Data and knowledge management (DKM) systems collect, manage, and provide controlled access to data and knowledge resources. These systems may also provide critical analytical and visualization capabilities to support research and decision processes. Data within the DKM may be at any stage of its lifecycle.
The ability to effectively curate, combine, and use scientific and operational data and knowledge resources (e.g., research data sets, databases, knowledge bases, content management systems [CMS]) is integral to the goals of each NIEHS division. The goals vary across the institute, including enabling data-driven scientific discovery, informing health policies and funding decisions, and informing business operations. The ability to use data- and knowledge-driven approaches is increasingly providing competitive advantage for researchers and is necessary for informed and defensible decision-making. Further, data- and knowledge-driven approaches are integral to fulfilling the NIH mandate for scientific rigor and transparency in the biomedical sciences.

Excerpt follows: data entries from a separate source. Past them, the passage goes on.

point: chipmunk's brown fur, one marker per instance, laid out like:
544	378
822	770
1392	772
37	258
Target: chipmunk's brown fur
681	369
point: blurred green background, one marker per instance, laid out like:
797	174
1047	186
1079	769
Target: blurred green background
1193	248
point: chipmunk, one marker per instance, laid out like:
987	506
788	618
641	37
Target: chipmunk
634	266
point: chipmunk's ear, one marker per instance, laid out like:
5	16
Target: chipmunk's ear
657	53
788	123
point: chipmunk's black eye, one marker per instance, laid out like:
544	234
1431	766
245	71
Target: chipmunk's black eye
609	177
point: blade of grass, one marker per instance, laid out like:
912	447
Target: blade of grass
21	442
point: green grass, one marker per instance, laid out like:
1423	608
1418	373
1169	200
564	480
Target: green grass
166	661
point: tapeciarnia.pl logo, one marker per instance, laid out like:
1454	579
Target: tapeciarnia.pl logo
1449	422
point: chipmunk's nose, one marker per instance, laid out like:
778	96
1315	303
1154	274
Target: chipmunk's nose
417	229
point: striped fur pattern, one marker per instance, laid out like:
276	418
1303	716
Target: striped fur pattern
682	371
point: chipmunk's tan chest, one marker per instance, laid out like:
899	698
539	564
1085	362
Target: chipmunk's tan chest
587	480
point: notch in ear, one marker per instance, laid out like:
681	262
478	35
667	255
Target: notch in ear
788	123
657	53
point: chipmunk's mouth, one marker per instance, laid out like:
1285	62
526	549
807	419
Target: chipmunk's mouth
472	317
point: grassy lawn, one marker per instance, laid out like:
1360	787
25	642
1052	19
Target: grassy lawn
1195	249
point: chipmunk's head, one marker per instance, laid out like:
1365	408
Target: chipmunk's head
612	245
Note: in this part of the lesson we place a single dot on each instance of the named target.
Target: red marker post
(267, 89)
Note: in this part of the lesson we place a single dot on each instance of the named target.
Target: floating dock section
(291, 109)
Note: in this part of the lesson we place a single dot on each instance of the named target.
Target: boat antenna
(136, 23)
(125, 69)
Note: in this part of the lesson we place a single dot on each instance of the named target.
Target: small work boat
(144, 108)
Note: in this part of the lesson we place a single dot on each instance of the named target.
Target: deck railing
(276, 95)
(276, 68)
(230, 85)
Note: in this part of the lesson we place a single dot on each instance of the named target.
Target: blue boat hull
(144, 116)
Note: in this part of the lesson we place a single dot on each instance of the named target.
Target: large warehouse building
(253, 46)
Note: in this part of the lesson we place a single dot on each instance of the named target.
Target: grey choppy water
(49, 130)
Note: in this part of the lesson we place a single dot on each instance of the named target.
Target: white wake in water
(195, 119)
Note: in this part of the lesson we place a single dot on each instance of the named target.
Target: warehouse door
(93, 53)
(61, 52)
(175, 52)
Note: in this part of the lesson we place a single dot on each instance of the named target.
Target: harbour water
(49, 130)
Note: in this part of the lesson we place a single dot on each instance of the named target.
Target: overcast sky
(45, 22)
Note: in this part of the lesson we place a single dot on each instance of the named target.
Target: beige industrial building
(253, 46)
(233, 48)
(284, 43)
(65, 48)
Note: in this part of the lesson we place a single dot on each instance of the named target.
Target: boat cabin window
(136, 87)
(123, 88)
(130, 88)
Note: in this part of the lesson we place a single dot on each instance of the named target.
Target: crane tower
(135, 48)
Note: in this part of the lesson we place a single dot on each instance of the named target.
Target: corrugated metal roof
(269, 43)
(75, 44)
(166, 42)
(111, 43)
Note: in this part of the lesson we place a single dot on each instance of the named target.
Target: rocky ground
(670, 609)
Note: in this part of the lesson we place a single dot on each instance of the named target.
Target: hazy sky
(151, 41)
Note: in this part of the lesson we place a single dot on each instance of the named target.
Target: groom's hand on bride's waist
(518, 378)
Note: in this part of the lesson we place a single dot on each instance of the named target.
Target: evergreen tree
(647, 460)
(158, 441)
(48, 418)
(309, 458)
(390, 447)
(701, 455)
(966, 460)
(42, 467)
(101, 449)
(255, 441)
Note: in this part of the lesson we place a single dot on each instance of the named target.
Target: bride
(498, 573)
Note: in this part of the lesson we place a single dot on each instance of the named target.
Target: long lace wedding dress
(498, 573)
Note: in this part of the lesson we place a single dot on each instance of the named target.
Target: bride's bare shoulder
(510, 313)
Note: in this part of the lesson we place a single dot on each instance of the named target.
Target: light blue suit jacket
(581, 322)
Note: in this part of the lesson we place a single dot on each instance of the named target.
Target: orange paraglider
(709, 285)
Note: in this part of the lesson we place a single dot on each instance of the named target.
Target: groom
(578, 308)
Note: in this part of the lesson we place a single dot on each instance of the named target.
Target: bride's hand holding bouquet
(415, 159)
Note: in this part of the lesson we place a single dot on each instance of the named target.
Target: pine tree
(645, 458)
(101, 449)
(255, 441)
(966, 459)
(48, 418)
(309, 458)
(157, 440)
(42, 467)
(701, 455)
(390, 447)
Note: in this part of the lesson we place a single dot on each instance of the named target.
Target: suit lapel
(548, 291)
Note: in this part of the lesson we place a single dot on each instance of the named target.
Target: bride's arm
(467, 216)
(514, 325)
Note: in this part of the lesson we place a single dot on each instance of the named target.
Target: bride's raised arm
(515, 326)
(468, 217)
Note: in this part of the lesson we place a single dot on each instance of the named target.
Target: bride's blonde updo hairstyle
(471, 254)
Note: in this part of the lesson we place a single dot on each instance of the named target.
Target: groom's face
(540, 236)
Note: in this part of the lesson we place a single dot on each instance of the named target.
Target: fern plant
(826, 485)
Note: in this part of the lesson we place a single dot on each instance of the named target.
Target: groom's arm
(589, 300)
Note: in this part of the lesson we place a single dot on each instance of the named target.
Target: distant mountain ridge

The ability to use interoperable terminologies and semantics between systems is a critical requirement to bring together and make effective use of disparate data and knowledge resources. Unfortunately, DKM systems, whether they are commercial off-the-shelf tools or in-house developed tools, can be costly to acquire, develop, and customize, as well as maintain. The rapid pace in data and knowledge generation, and evolution of DKM solutions, is a stressor for planning, budgets, and staff resources. Investments in DKM infrastructure, expertise, and policies will balance costs, meet central needs, support innovation, and enable users in the scientific and business stakeholder communities.
The scope of DKM includes:
- Content comprising structured or unstructured data, and information owned or managed by NIEHS (directly or via contract) or other data that is publicly available.
- Technologies that directly relate to the creation, management, maintenance, and use of NIEHS data and knowledge assets. This includes commercial, externally procured, and internally developed databases and knowledge bases.
- Products that are acquired or created for collecting and using data to inform scientific discovery, or decision support for environmental health policies.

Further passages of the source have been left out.